The next Republican presidential debate is just two weeks away. Health care reform will no doubt be front and center, thanks in large part to the release of Wisconsin Gov. Scott Walker’s alternative to ObamaCare.
Pundits have called Walker’s plan the first “serious” health reform plan from the crowd of candidates for the GOP nomination. But it has a lot in common with previous Republican plans to repeal and replace ObamaCare — especially the one introduced earlier this year by House Dr. Tom Price, R-Ga., chairman of the House Budget Committee.
Both Walker and Price prove the GOP has serious ideas about health reform — ideas that can undo the cost-inflating damage ObamaCare has done to our nation’s medical system and bring about the affordable, quality care that Americans yearn for.
Both plans address ObamaCare’s biggest failure — its one-size-fits-all approach to regulating health insurance.
Among ObamaCare’s chief goals was guaranteeing access to coverage for all patients, regardless of health status or history. Unfortunately, it did so in the most expensive way possible, by forcing insurers to accept everyone and forbidding them from charging one beneficiary any more than three times what they charge anyone else.
Of course, older folks often have more health problems than young people. So they’re more expensive to cover. To cover their costs, insurers have had to raise rates for young people. Premiums in Blue Cross and Blue Shield-affiliated plans are projected to increase 54% in Minnesota, 36% in Tennessee and 31% in Oklahoma.

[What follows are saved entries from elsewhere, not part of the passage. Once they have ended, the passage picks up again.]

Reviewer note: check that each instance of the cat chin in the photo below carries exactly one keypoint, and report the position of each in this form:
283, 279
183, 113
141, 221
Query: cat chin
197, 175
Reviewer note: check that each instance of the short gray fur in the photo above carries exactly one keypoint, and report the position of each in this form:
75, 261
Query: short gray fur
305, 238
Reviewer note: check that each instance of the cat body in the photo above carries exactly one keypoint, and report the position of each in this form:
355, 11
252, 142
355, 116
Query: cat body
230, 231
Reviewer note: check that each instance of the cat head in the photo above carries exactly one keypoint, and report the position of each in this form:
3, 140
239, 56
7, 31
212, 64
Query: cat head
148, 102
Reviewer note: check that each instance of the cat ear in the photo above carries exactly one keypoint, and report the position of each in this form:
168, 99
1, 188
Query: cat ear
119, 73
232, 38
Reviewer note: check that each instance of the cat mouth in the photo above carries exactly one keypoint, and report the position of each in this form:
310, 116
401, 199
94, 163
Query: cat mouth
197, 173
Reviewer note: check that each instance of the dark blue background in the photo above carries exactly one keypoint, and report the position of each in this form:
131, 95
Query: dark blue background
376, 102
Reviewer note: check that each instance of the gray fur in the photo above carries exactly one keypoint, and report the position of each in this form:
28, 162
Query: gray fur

Rising premiums are keeping people out of the insurance pool. Six-in-10 uninsured adults cite the high cost of coverage as the main reason they’re without coverage.
Fewer people in the insurance pool means that those who remain are likely to be sicker — and costlier to cover. That could drive rates even higher.

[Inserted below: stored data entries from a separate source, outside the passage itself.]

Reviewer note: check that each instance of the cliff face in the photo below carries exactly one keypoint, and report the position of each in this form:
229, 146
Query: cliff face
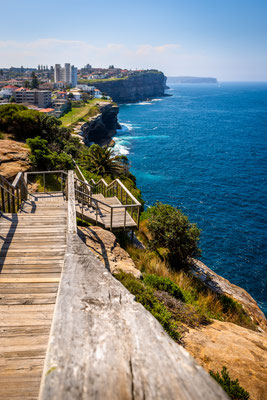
14, 157
242, 351
220, 285
102, 127
135, 88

Both Price and Walker would tackle this “adverse selection” problem by providing states with money to create “high risk” pools that would operate outside the conventional insurance market. Those with pre-existing conditions who could not find affordable insurance could obtain subsidized coverage through the state-run pool.
Taking high-cost patients out of the conventional insurance market would allow insurers to reduce premiums for the majority of patients, who don’t have pre-existing conditions.
Price and Walker would arm patients with age-based tax credits — vs. income-based — to help cover the cost of this newly affordable coverage.
Parents would get $900 annually for each insured child. Adults up to 35 would enjoy a $1,200 credit.
Those ages 35-49 would receive $2,100; those 50-64 would get $3,000.
To help Americans pay for routine out-of-pocket expenses, Walker and Price would give a one-time, $1,000 refundable tax credit for individuals and families who establish tax-advantaged Health Savings Accounts.
And they’d raise the cap on how much people can deposit annually into these accounts tax-free.
In Walker’s case, those limits would jump to $6,250 for individuals and $12,500 for families.
Price would hike them to the level of the maximum IRA contribution.
These straightforward tax reforms would simplify the finances of health coverage and empower Americans to take control of their health care.
They’d also equalize the tax treatment of health insurance. Businesses have long been able to pay for coverage for their workers using untaxed dollars. Individuals would now enjoy a similar privilege.
Walker’s plan would give individuals these tax credits directly. Price’s, by contrast, would give them to insurers. The former is a superior approach, as it could let consumers put any portion of the tax credit that they do not use on coverage into an HSA.
Both plans would also create a national market for health insurance by allowing consumers to shop for coverage issued in any state.
Such a move would increase competition among insurers — and thus drive down costs for consumers.
These plans have set the stage for harnessing the power of the market to control health costs and improve the quality of care. As the presidential race builds up, these plans will be tweaked and adjusted. Others will recommend their own plans, too.
Already Sen. Marco Rubio, R-Fla., has suggested similar reforms to Price’s and Walker’s.